We aim at classifying them into groups of elements sharing similarities in order to distinguish between the originals from the counterfeits.
During the process, we are hoping to also use deep learning to avoid manually making a list of all the features we would want to study.
The project is divided into two parts.
The first part consists of building clusters of similar images without prior knowledge of the total number of clusters.
The second part aims at differentiate the originals from the counterfeits into the created clusters from the first part.
This blog post will focus on the first part and some guidelines for the second part will be given.
Let’s focus on the first learning process.

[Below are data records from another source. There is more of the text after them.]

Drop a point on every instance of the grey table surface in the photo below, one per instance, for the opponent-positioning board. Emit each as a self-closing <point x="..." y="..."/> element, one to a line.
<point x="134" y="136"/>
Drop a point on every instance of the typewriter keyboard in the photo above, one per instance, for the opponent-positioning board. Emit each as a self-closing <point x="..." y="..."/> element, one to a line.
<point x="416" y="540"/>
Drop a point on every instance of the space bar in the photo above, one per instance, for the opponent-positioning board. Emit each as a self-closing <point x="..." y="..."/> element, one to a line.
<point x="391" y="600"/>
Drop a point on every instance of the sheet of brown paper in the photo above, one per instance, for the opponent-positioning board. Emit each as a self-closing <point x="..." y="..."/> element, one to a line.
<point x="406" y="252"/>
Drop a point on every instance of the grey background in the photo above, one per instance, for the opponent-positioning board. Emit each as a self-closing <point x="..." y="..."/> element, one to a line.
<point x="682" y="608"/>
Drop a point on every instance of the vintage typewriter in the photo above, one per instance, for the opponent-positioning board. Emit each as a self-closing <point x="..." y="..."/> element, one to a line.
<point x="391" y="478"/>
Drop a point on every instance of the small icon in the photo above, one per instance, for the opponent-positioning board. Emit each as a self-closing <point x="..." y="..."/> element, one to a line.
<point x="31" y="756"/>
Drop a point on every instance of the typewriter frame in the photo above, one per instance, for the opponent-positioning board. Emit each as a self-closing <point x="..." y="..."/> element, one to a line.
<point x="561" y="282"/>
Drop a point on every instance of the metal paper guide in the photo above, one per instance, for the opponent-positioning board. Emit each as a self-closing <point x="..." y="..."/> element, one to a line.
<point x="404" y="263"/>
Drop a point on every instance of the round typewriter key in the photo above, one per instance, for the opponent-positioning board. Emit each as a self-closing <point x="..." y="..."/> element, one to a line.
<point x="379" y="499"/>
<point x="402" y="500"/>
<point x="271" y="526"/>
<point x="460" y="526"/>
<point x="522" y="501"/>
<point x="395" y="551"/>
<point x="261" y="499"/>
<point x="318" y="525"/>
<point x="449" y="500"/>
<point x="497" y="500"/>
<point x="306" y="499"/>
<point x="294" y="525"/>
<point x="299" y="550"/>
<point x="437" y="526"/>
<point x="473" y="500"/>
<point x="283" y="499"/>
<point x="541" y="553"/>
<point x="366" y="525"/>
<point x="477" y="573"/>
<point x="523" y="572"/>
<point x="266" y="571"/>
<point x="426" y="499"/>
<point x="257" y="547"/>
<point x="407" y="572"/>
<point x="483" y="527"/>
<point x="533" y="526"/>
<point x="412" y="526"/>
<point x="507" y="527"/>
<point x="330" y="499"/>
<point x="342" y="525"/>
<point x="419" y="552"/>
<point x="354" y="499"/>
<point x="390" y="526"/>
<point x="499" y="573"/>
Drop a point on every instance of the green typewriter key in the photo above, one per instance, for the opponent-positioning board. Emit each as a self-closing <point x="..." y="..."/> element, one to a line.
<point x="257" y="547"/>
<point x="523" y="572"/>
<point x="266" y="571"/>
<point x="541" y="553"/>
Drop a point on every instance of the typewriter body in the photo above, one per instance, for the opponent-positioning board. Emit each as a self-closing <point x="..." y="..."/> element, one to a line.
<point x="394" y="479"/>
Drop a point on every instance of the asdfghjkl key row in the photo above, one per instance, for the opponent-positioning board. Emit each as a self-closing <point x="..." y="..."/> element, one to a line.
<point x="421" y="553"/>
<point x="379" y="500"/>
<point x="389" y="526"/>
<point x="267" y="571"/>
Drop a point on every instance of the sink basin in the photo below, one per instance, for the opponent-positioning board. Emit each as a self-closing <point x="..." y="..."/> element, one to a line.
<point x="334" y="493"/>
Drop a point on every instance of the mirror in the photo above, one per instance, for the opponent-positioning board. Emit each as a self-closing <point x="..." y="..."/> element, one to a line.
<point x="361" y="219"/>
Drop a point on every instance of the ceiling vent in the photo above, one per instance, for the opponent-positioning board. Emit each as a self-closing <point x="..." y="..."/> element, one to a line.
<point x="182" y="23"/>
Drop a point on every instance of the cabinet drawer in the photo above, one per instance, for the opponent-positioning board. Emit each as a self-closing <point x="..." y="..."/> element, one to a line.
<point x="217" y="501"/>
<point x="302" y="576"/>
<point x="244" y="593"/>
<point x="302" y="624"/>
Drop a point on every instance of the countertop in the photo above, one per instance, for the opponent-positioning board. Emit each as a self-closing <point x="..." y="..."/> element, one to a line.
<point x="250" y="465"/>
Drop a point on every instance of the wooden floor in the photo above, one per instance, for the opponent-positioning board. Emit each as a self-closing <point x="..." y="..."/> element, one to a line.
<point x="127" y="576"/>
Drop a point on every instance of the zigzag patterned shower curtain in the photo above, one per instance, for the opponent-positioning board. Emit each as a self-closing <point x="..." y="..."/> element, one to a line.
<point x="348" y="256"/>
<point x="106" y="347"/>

We want original ornaments and their counterfeits to belong to the same cluster.
Here we want to distinguish two clusters. Our main issue is that we don’t have any prior knowledge on the total number of clusters. This is the reason why we rely on unsupervised machine learning.
First Clusterization Process
Throughout this project, we are assuming that similar ornaments have similar sizes (an image is characterize by a x pixels by y pixels size). But more importantly, we need to resize images to a unique size to be able to cluster them. As we want to avoid resizing images with a high length to width ratio along with other images with a length to width ratio close to 1, we want to regroup the images in classes of similar sizes. To accomplish this, we use the freely available machine learning software MLDemos (http://mldemos.epfl.ch).
Prior to launching MLDemos, we have to translate the set of images into a .data file containing the width and the height of each images.
This process is done using Matlab (we loop throughout all the images, extract their size and write those informations into a .data file).
We can now start clustering with MLDemos.
With this example of clustering we notice that images with a constant height but with widths varying from 0 to 600 pixels belong to the same group. The whole point of the clustering was to avoid comparing images that are very long (20×600) with images that are square (20×20 or 600×600). This is the reason why we consider this first clustering to not be satisfying.
By increasing the number of clusters or changing the method, we can obtain results closer to our expectations, but we notice the problem is still the same. It seems intuitive that more than 8000 images of heterogeneous sizes cannot be divided in only 6 groups.
After increasing the number of clusters to 50, we come closer to what we expect to obtain. We still need to find the best method for clusterizing the sizes such as there would be a finer mesh in areas of high density, and more tolerant classes in areas of low density.
Second Clusterization Process
After having obtained a satisfactory classification by sizes, we can focus on individual clusters.
This part is a sketch of what we are planning to do for the coming weeks.
During this second clusterization process, we assume we can resize images without much distortion.
After resizing images, we will use the analysis tool: PCA, which stands for principal component analysis.
The main idea is to find the principal eigenvalues of the correlation matrix and project the data on the subspace spanned by the corresponding eigenvectors.
This is used to focus on the main features (=eigenvectors).
Finally we can clusterize again using MLDemos. We might use a measure of distance based on the CK1 distance measure. This robust measure would allow us to handle rotated or distorted images.
Final Clusterization Process
In this part, we will look into clusters created using the previous process. We assume we will have obtained images that are hard to distinguish (original ornaments and counterfeits).